DocumentEmbeddingsServiceImpl

A service that is used by the DocumentEmbeddings processor to generate embeddings for the text in your documents.

To use this service, you must have an embeddings model to use. You can create an embeddings model by using the export_transformers_model.py script, which is included in the IDOL Document Embeddings package. See Generate an Embeddings Model.

Properties

Name Default Value Description
Idol License Service   An IdolLicenseServiceImpl that provides a way to communicate with an IDOL License Server.
Model Path  

The path to the model file to use to generate embeddings.

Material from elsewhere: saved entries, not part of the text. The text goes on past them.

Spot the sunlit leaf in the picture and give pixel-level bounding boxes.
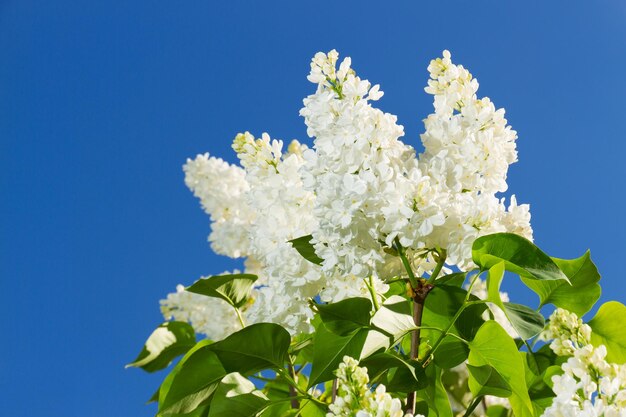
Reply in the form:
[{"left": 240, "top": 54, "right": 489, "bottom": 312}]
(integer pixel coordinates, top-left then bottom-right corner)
[
  {"left": 158, "top": 341, "right": 225, "bottom": 415},
  {"left": 127, "top": 321, "right": 196, "bottom": 373},
  {"left": 588, "top": 301, "right": 626, "bottom": 364},
  {"left": 468, "top": 321, "right": 533, "bottom": 417},
  {"left": 209, "top": 323, "right": 291, "bottom": 374},
  {"left": 522, "top": 251, "right": 601, "bottom": 316},
  {"left": 371, "top": 295, "right": 414, "bottom": 341},
  {"left": 208, "top": 373, "right": 268, "bottom": 417},
  {"left": 316, "top": 297, "right": 372, "bottom": 336},
  {"left": 473, "top": 233, "right": 568, "bottom": 282},
  {"left": 486, "top": 263, "right": 545, "bottom": 339},
  {"left": 187, "top": 273, "right": 258, "bottom": 308}
]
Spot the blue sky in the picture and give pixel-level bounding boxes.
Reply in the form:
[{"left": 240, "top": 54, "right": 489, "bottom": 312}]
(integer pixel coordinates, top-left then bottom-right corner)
[{"left": 2, "top": 1, "right": 626, "bottom": 416}]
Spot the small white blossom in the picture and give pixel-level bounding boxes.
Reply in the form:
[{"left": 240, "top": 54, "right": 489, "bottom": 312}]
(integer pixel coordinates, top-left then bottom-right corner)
[
  {"left": 183, "top": 153, "right": 255, "bottom": 258},
  {"left": 541, "top": 307, "right": 592, "bottom": 356},
  {"left": 301, "top": 49, "right": 437, "bottom": 286},
  {"left": 300, "top": 49, "right": 533, "bottom": 283},
  {"left": 418, "top": 50, "right": 533, "bottom": 269},
  {"left": 327, "top": 356, "right": 421, "bottom": 417},
  {"left": 541, "top": 309, "right": 626, "bottom": 417},
  {"left": 233, "top": 131, "right": 326, "bottom": 334}
]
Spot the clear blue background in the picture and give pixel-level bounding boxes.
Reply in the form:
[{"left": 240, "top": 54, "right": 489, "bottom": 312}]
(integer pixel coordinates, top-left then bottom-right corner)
[{"left": 2, "top": 1, "right": 625, "bottom": 416}]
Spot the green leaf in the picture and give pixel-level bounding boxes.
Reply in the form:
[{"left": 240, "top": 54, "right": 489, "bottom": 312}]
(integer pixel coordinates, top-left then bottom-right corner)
[
  {"left": 360, "top": 329, "right": 390, "bottom": 359},
  {"left": 147, "top": 387, "right": 160, "bottom": 404},
  {"left": 414, "top": 402, "right": 430, "bottom": 417},
  {"left": 520, "top": 352, "right": 558, "bottom": 416},
  {"left": 436, "top": 272, "right": 467, "bottom": 287},
  {"left": 588, "top": 301, "right": 626, "bottom": 364},
  {"left": 360, "top": 352, "right": 417, "bottom": 380},
  {"left": 503, "top": 302, "right": 545, "bottom": 339},
  {"left": 309, "top": 325, "right": 368, "bottom": 386},
  {"left": 456, "top": 303, "right": 489, "bottom": 342},
  {"left": 486, "top": 405, "right": 509, "bottom": 417},
  {"left": 522, "top": 251, "right": 601, "bottom": 316},
  {"left": 486, "top": 262, "right": 507, "bottom": 306},
  {"left": 467, "top": 364, "right": 512, "bottom": 397},
  {"left": 426, "top": 337, "right": 468, "bottom": 370},
  {"left": 468, "top": 321, "right": 533, "bottom": 417},
  {"left": 259, "top": 377, "right": 294, "bottom": 417},
  {"left": 262, "top": 378, "right": 290, "bottom": 400},
  {"left": 209, "top": 323, "right": 291, "bottom": 374},
  {"left": 127, "top": 321, "right": 196, "bottom": 372},
  {"left": 187, "top": 273, "right": 258, "bottom": 308},
  {"left": 298, "top": 401, "right": 327, "bottom": 417},
  {"left": 316, "top": 297, "right": 372, "bottom": 336},
  {"left": 208, "top": 373, "right": 268, "bottom": 417},
  {"left": 360, "top": 352, "right": 422, "bottom": 392},
  {"left": 486, "top": 262, "right": 545, "bottom": 339},
  {"left": 158, "top": 340, "right": 226, "bottom": 415},
  {"left": 472, "top": 233, "right": 569, "bottom": 282},
  {"left": 384, "top": 280, "right": 407, "bottom": 297},
  {"left": 421, "top": 285, "right": 485, "bottom": 368},
  {"left": 385, "top": 365, "right": 426, "bottom": 393},
  {"left": 160, "top": 405, "right": 211, "bottom": 417},
  {"left": 416, "top": 365, "right": 453, "bottom": 417},
  {"left": 441, "top": 367, "right": 470, "bottom": 411},
  {"left": 290, "top": 334, "right": 315, "bottom": 366},
  {"left": 543, "top": 366, "right": 563, "bottom": 388},
  {"left": 288, "top": 235, "right": 323, "bottom": 265},
  {"left": 158, "top": 324, "right": 289, "bottom": 416},
  {"left": 370, "top": 295, "right": 414, "bottom": 341},
  {"left": 533, "top": 343, "right": 566, "bottom": 372}
]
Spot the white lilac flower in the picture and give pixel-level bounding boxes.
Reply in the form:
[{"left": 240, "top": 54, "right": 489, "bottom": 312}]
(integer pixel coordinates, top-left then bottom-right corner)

You create a model file by using the export_transformers_model.py script, which is in the IDOL Document Embeddings package.

Tokenizer Path  

The path to the tokenizer file for your embeddings model.

You create the tokenizer file with the model file by using the export_transformers_model.py script, which is in the IDOL Document Embeddings package.

Model Max Sequence Length  

The maximum chunk size permitted by the model that you use to generate embeddings.

Model Minimum Final Sequence Length   The minimum length of the final chunk of text used to generate embeddings, when multiple embeddings are required for a piece of text.
Model Sequence Overlap  

The length of overlap required for text used to generate successive embeddings, when multiple embeddings are required for a piece of text.

Generate an Embeddings Model

The sentence transformer models use vector models from Hugging Face. The IDOL Document Embeddings ZIP package includes a Python script that you can use to generate model files in a format that NiFi can use to generate your embeddings.

You can choose any sentence-transformer sentencepiece model.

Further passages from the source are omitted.